Primeiramente, vale ressaltar, que o habito de fumar é responsável pelo desenvolvimento de doenças cardíacas, pulmonares e cânceres, além de matar 7 milhões de pessoas por ano e custar, para o Estado, 21 bilhões de reais anualmente. Dentro desta perspectiva, no que concerne a persistência do tabagismo na sociedade em pleno século XXI, cabe mencionar que o pedagogo brasileiro Paulo Freire propunha uma educação com cunho reflexivo, que nesse contexto seria um dos melhores meios para combater a persistência desse perigoso hábito, já que o conhecimento, segundo ele, liberta.

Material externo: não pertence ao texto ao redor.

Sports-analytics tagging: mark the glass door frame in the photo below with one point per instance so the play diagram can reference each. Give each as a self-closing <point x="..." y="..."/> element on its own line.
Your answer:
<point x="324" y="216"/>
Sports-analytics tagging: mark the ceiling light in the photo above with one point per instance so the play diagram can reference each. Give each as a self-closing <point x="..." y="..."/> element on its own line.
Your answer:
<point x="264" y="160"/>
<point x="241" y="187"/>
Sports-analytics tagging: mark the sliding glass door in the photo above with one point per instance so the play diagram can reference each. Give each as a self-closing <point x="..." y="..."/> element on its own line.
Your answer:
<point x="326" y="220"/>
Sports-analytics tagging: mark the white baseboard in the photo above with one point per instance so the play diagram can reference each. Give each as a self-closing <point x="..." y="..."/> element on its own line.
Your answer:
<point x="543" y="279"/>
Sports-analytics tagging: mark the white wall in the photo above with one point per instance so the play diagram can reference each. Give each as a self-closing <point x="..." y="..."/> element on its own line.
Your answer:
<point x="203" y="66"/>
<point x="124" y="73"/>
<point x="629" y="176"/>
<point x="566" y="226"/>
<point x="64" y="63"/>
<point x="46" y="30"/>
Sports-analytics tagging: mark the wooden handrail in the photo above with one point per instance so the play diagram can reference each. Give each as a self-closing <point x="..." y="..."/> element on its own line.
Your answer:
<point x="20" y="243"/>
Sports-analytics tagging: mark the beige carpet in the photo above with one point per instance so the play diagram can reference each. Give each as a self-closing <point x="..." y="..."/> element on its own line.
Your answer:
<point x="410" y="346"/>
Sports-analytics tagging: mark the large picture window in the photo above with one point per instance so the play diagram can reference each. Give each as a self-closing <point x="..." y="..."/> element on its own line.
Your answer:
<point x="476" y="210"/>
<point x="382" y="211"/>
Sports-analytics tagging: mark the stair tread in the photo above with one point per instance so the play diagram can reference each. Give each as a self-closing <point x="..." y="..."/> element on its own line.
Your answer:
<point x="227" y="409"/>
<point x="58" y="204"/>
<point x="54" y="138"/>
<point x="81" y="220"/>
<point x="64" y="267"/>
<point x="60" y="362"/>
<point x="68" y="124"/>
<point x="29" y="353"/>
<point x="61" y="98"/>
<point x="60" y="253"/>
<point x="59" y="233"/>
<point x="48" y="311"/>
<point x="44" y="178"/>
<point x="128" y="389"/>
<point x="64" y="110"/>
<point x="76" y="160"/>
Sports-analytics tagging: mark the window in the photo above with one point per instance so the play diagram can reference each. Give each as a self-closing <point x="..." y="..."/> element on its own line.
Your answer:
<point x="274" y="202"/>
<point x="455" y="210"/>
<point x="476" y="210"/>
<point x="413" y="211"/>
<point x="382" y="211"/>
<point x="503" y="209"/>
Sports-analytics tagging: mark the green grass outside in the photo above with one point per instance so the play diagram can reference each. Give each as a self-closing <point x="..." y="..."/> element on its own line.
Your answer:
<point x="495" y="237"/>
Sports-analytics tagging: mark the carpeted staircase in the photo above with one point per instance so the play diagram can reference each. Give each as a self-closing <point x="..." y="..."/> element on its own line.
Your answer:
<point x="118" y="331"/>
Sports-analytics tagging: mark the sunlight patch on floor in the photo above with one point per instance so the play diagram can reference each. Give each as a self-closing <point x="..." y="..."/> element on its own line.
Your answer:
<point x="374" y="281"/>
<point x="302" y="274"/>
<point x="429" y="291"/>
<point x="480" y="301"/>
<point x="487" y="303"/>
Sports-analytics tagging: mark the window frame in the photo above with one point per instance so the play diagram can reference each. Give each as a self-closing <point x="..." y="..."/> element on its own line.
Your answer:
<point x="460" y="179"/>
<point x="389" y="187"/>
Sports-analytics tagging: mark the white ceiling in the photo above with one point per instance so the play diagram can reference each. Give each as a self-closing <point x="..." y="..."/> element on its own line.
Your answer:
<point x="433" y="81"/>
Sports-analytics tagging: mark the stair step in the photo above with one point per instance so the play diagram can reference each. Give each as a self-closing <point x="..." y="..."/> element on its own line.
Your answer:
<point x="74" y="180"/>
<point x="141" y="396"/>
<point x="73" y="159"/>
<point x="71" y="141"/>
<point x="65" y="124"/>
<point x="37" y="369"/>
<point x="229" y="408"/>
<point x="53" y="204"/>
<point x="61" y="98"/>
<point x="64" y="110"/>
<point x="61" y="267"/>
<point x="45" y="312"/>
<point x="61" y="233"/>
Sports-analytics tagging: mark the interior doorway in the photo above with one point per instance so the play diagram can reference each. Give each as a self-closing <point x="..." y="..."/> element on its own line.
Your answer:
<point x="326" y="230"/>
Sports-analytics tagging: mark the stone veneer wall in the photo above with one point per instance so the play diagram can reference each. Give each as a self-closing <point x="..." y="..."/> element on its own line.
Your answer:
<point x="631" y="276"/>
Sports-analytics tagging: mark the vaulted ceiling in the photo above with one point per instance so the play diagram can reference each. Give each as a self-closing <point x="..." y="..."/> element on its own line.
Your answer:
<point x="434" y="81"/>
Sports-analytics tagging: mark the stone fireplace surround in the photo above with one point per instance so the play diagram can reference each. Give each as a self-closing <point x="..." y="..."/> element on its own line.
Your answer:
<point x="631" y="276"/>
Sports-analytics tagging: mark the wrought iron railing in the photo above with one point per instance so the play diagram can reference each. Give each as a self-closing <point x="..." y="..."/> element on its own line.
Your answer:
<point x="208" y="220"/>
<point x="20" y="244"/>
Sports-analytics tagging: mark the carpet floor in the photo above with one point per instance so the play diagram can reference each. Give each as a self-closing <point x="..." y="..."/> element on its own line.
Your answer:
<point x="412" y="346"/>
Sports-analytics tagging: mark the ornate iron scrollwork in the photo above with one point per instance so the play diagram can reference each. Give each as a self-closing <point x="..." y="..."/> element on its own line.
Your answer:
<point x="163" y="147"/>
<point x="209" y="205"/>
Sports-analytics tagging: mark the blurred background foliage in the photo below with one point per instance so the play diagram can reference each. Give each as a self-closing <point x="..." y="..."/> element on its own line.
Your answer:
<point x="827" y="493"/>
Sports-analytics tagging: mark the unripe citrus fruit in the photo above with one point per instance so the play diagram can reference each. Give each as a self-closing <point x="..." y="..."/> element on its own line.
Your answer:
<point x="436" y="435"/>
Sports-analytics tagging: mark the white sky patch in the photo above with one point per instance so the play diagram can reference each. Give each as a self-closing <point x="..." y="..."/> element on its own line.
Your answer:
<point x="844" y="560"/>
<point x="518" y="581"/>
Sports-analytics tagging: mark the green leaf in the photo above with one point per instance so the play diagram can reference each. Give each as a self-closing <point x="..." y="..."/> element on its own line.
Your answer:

Outrossim, em segundo plano, o filósofo contemporâneo Bauman, em sua obra “Modernidade Liquida”, menciona que há instituições que perdem suas funções, tornando-se “instituições zumbis”. Dentro desse prisma, no que concerne a persistência do tabagismo, é nítido que o Estado já interviu muito em outras épocas, porém nos dias de hoje pouco influencia – as leis e propagandas anti-fumo continuam praticamente as mesmas. Infere-se, portanto, que há a necessidade de o Estado intervir em diversas esferas maciçamente no anti-fumo.
Desse modo, é imprescindível que o Governo Federal crie uma unidade de auxilio, nas Unidades Básicas de Saúde, com psiquiatras especialistas na retirada do tabaco, visto que há remédios que contribuem significativamente na parada com o hábito de fumar. Além disso, é preciso que o Goveno aumente o imposto sobre o tabaco, de modo a aumentar o preço unitário, a fim de dificultar o acesso a ele.